Menurut Fajry Akbar, pengamat pajak dari Center for Indonesia Taxation Analysis (CITA), skema TER dinilai merugikan wajib pajak dalam hal time value of money. Pasalnya, pegawai harus membayar pajak lebih besar di awal, yaitu pada periode Januari hingga November. Selain itu, kebijakan ini dianggap kurang tepat karena berimbas langsung pada THR yang akan dibayarkan dalam waktu dekat. Meskipun ada kompensasi pada bulan Desember, potongan pajak terhadap THR tetap lebih besar. Oleh karena itu, skema TER ini disarankan untuk direvisi atau dikembalikan ke metode perhitungan sebelumnya agar lebih adil bagi pekerja.

Aturan Skema TER dalam PMK 168/2023

Skema TER ini diatur dalam Peraturan Menteri Keuangan (PMK) Nomor 168 Tahun 2023, yang mengacu pada Peraturan Pemerintah (PP) 58/2023. Dalam aturan ini, besaran PPh Pasal 21 dihitung dengan mengalikan tarif efektif bulanan dengan jumlah penghasilan bruto yang diterima pegawai tetap dalam satu masa pajak.

Salah satu ketentuan utama dalam skema TER adalah penghasilan tetap dan tidak tetap, seperti THR dan bonus, tidak dipisahkan dalam perhitungan pajak. Keduanya dijumlahkan dan dikenakan pemotongan berdasarkan tarif efektif rata-rata.

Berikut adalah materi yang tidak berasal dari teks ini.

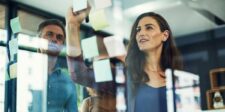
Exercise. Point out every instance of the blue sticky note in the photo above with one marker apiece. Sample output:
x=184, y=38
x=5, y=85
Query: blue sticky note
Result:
x=79, y=5
x=90, y=47
x=102, y=70
x=15, y=25
x=98, y=20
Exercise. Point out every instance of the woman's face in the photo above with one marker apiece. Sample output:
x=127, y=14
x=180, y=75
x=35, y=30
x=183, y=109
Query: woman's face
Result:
x=149, y=37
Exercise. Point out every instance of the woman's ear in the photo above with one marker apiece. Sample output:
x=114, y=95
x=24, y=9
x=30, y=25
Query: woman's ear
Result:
x=165, y=35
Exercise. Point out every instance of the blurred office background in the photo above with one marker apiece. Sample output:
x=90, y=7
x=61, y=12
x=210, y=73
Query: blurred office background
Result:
x=198, y=27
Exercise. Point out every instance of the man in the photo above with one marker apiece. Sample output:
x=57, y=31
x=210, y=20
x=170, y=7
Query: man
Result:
x=82, y=74
x=61, y=93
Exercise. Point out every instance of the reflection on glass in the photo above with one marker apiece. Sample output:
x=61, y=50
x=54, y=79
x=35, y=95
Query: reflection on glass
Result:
x=3, y=61
x=3, y=35
x=187, y=91
x=2, y=16
x=32, y=42
x=31, y=82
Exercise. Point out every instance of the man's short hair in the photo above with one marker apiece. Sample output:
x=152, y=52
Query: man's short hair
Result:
x=51, y=22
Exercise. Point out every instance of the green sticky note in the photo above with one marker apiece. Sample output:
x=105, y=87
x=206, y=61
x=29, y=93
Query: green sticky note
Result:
x=90, y=47
x=15, y=25
x=98, y=20
x=102, y=71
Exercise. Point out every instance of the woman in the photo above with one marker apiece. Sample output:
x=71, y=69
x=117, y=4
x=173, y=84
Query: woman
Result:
x=151, y=50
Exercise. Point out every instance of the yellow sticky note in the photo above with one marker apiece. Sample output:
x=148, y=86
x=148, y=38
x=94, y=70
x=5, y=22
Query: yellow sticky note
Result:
x=15, y=25
x=100, y=4
x=114, y=46
x=13, y=47
x=90, y=47
x=102, y=71
x=13, y=70
x=79, y=5
x=98, y=20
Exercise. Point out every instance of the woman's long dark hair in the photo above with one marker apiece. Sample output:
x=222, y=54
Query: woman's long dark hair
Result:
x=136, y=59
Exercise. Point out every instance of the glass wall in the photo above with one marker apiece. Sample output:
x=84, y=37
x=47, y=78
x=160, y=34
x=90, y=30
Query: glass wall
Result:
x=198, y=34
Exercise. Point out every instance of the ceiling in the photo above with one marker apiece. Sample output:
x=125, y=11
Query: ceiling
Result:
x=184, y=16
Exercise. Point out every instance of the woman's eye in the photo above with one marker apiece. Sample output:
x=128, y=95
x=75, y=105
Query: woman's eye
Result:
x=49, y=34
x=148, y=27
x=138, y=29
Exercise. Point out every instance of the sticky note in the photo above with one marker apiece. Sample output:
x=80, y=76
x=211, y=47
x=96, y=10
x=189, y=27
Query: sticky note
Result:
x=100, y=4
x=98, y=20
x=114, y=46
x=90, y=47
x=13, y=70
x=13, y=47
x=102, y=70
x=15, y=25
x=79, y=5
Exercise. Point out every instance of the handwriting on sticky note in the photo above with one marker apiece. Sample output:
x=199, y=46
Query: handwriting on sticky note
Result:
x=90, y=47
x=15, y=25
x=102, y=71
x=79, y=5
x=98, y=20
x=114, y=46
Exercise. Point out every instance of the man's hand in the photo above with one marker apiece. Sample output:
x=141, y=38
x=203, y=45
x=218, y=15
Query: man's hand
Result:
x=76, y=18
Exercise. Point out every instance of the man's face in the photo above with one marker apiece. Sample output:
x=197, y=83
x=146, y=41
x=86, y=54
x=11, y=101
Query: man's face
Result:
x=55, y=36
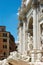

Sebagai contoh, seorang pegawai tetap bernama Tuan X (TK/0) menerima gaji Rp 8 juta per bulan pada Februari 2025. Berdasarkan tarif efektif bulanan kategori A, penghasilan tersebut dikenakan PPh 21 sebesar 1,5%.

Namun, pada Maret 2025, Tuan X mendapatkan THR sebesar satu kali gaji, sehingga total penghasilan brutonya menjadi Rp 16 juta. Dengan skema TER, tarif efektif bulanannya naik menjadi 7%, sehingga pajak yang dipotong menjadi lebih besar dibandingkan metode sebelumnya.

Meski demikian, Direktorat Jenderal Pajak (DJP) Kemenkeu memastikan bahwa penerapan skema TER tidak akan menambah beban pajak secara keseluruhan. Sebab, pada masa pajak Desember, pemberi kerja akan menghitung ulang pajak yang terutang dalam setahun menggunakan tarif umum PPh Pasal 17. Jika pajak yang telah dipotong dari Januari hingga November lebih besar, maka terdapat penyesuaian agar jumlah pajak yang dibayarkan tetap sama.

Dengan adanya aturan ini, karyawan perlu lebih cermat dalam merencanakan keuangan, terutama dalam menghadapi periode penerimaan THR dan bonus.